Khan, known for his ball controlling skills and creativity in forward position predominantly during his spell in East Bengal from 1949 to 1959, was later idolized by Indian international Chuni Goswami.

==Club career==
Khan played in the 1948 and 1952 Summer Olympics and figured for East Bengal from 1949 to 1959, and captained the team in 1954–55. He spent most of his club career in East Bengal. Khan was part of the team that played against German side Kickers Offenbach and FC Torpedo Moscow in 1953. In the same year, he went on to play for the team at the World Youth Festival in Bucharest, Romania.
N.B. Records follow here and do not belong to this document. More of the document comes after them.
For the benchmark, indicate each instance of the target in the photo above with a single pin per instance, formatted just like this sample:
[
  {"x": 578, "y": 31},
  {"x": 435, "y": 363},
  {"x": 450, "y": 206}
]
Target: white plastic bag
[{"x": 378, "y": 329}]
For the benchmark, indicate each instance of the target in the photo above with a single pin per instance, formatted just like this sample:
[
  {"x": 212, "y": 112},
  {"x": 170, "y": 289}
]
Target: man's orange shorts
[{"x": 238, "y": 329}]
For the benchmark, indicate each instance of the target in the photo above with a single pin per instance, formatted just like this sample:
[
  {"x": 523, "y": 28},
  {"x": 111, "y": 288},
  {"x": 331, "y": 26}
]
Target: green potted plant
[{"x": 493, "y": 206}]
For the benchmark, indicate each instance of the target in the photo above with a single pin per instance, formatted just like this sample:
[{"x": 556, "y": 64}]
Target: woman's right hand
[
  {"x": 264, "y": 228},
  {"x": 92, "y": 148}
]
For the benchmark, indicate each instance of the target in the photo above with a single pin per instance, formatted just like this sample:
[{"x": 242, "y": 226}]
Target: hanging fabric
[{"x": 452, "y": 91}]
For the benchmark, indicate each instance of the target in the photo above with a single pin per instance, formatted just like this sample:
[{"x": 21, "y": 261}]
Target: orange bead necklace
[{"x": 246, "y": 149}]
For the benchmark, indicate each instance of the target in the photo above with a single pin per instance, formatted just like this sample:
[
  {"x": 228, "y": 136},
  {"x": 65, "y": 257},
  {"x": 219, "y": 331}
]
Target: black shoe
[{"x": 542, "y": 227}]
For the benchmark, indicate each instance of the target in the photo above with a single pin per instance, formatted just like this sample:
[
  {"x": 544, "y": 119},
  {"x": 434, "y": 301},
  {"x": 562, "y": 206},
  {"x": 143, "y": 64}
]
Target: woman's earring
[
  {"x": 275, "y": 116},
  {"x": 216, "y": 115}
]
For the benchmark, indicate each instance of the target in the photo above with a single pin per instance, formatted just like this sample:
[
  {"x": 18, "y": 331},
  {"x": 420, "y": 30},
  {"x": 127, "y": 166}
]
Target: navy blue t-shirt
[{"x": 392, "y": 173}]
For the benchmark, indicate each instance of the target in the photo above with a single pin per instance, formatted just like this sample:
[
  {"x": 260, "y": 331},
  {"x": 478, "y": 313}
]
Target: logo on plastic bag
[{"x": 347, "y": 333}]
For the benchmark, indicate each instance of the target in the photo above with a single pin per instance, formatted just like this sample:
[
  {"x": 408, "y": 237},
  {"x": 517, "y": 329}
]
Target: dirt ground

He netted one in their 6–1 victory against Lebanon XI.

He was also one of the "Pancha Pandavas" of the club who, besides him, comprised forwards Dhanraj, Appa Rao, Saleh and Venkatesh. They all helped East Bengal bag the prestigious IFA Shield, Calcutta Football League and Rovers Cup in 1949 and become the first Indian club to win the Durand Cup in 1951. He also played for Bangalore Muslims FC.

==International career==
He made his Olympic debut in 1948 London Olympics, where Balaidas Chatterjee managed India lost 1–2 to heavyweight France. He also won gold at the 1951 Asian Games, held in New Delhi. At the 1952 Summer Olympics in Helsinki, Khan played under Sailen Manna's captaincy, but India was thrashed by Yugoslavia 10–1. He scored India's lone goal in that match.

Khan later participated in 1953 Asian Quadrangular Football Tournament in Rangoon with Balaidas Chatterjee managed team, and won the title. He was also part of the Indian team in an exhibition match in December 1954, in an 1–0 defeat to Allsvenskan club AIK at CC&FC Ground in Kolkata.

==Honours==
Bangalore Muslims
- Rovers Cup: 1948

East Bengal
- IFA Shield: 1949, 1950, 1951, 1958
- Durand Cup: 1951, 1952, 1956
- Calcutta Football League: 1949, 1950, 1952
- Rovers Cup: 1949
- DCM Trophy: 1950, 1952, 1957
- Dr. H. K. Mookherjee Shield: 1957
- P. K. Nair Gold Cup: 1956

India
- Asian Games Gold medal: 1951
- Asian Quadrangular Football Tournament: 1953, 1954

Individual
- East Bengal Best Forward of the Millennium
- East Bengal "Bharat Gaurav Award": 2012

==See also==

- List of East Bengal Club captains
- Pancha Pandavas
- India national football team at the Olympics

==Bibliography==
- Kapadia, Novy (2017). "Barefoot to Boots: The Many Lives of Indian Football"
- Dineo, Paul (2001). "Soccer in South Asia: Empire, Nation, Diaspora"
- Majumdar, Boria, Bandyopadhyay, Kausik (2006). "Goalless: The Story of a Unique Footballing Nation"
- Martinez (2009). "Football: From England to the World: The Many Lives of Indian Football"
- Nath, Nirmal (2011). "History of Indian Football: Upto 2009–10"
- "Triumphs and Disasters: The Story of Indian Football, 1889—2000."
- Roy, Gautam (2021). "East Bengal 100"
- Chattopadhyay, Hariprasad (2017). Mohun Bagan–East Bengal . Kolkata: Parul Prakashan.
- Majumdar, Boria (2006). "A Social History Of Indian Football: Striving To Score"
- Basu, Jaydeep (2003). "Stories from Indian Football"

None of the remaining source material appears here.